A lean and skinny man came into my hospital wing with worry lines on his forehead. He gave a doctor's note to the lab attendant for the FNAC of his wife. The clinical diagnosis read: Suspicious mass in upper outer quadrant of the right breast, age 28 years, female.

The cytology lab was hurriedly finishing their work and they were anxious and ready to close the reception window. He desperately pleaded and requested the lab attendant to do his wife's FNAC before shutting the lab. That evening, the lab was preparing to close for the oncoming long weekend. Understanding the urgency and distress on his face, I agreed to take the patient in for needle aspiration.

To our good luck, we got the aspirate in the first go and we quickly made four to five slides. The slides were quickly sent for staining and subsequently, they were ready to be examined under the microscope. Excited about the last case on a Friday evening, I immediately sat behind the microscope to inspect the slides.

I considered the clinical history. It read: young age with no family history of carcinoma. I assumed that the lady probably had a benign tumor, fibroadenoma, but to my surprise there were many big angry looking cells with a fair amount of necrosis on the slides. Slide after slide, the lethal malignant cells were all over. Startled, I checked the name and age of the patient again. Even though I was sure about the diagnosis, I still wanted to review and verify it with my professor.

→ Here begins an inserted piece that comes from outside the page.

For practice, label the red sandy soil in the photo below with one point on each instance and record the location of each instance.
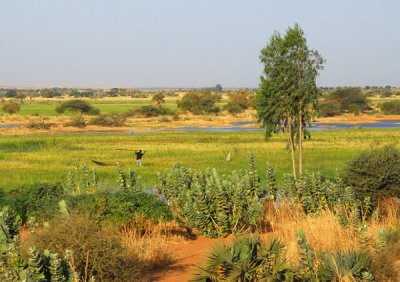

I looked across the window and saw the piercing eyes of the patient's nervous husband staring constantly towards the window of the reading room. I tried to not make any eye contact with him as he was tensely pacing through the corridor. While taking the slides to my professor’s reading room, I tried to maneuver through the corridor without making any direct eye contact with the patient's fearful husband. The dying to know expression on his face was indirectly interrogating me about the report. Although it was a short, fleeting glance, the eye contact I didmake with him was enough to transmit the apprehension and fear I was holding back regarding the results.

I managed to take the slides to the reading room. The Professor was about to leave; he was looking forward to his long weekend after a busy week. I really wanted him to examine the slides and requested him to confirm the diagnosis. The attending was in a generous disposition with no call for the weekend. He decided to review the case with me. He quickly confirmed that the patient has a lobular carcinoma of the breast.

Now came the most difficult part as a rookie resident. Physician competence in such conditions is critical to establish trust. How was I going to break the news? My heart was pounding as I called the patient along with her husband in the room. I had tons of questions in my head questioning my ability to confidently deliver the news to the patient and her family.

What if the feeble looking husband faints?

How is the young patient going to react?

What if one of them starts crying?

I nervously broke the news. Suddenly, the patient's anxious husband became very pale. He looked as if he was in sudden paralysis. The patient seemed to not understand or believe the diagnosis. After a short glance at each other the loads of nervous questions spilled out.

My dejected diagnosis cast a feeling of dreadfulness over me. How were they going to manage their young family? How were they going to share the news with their family?

How were they going to spend their long weekend?

After finishing my work I left the hospital feeling glum and gloomy. The excitement of a long weekend was surely damped. I tossed and turned during night for the rest of the week and suffered from insomnia. I could not dissociate myself from the patient and her husband for a long time.

Over time, I learned that as a physician you have to have some amount of immunity towards the patient's feelings. After that solemn Friday night, I finally understood that cancer not only brings pain to the loved ones but it also brings anxiety and stress to the treating physicians and nurses.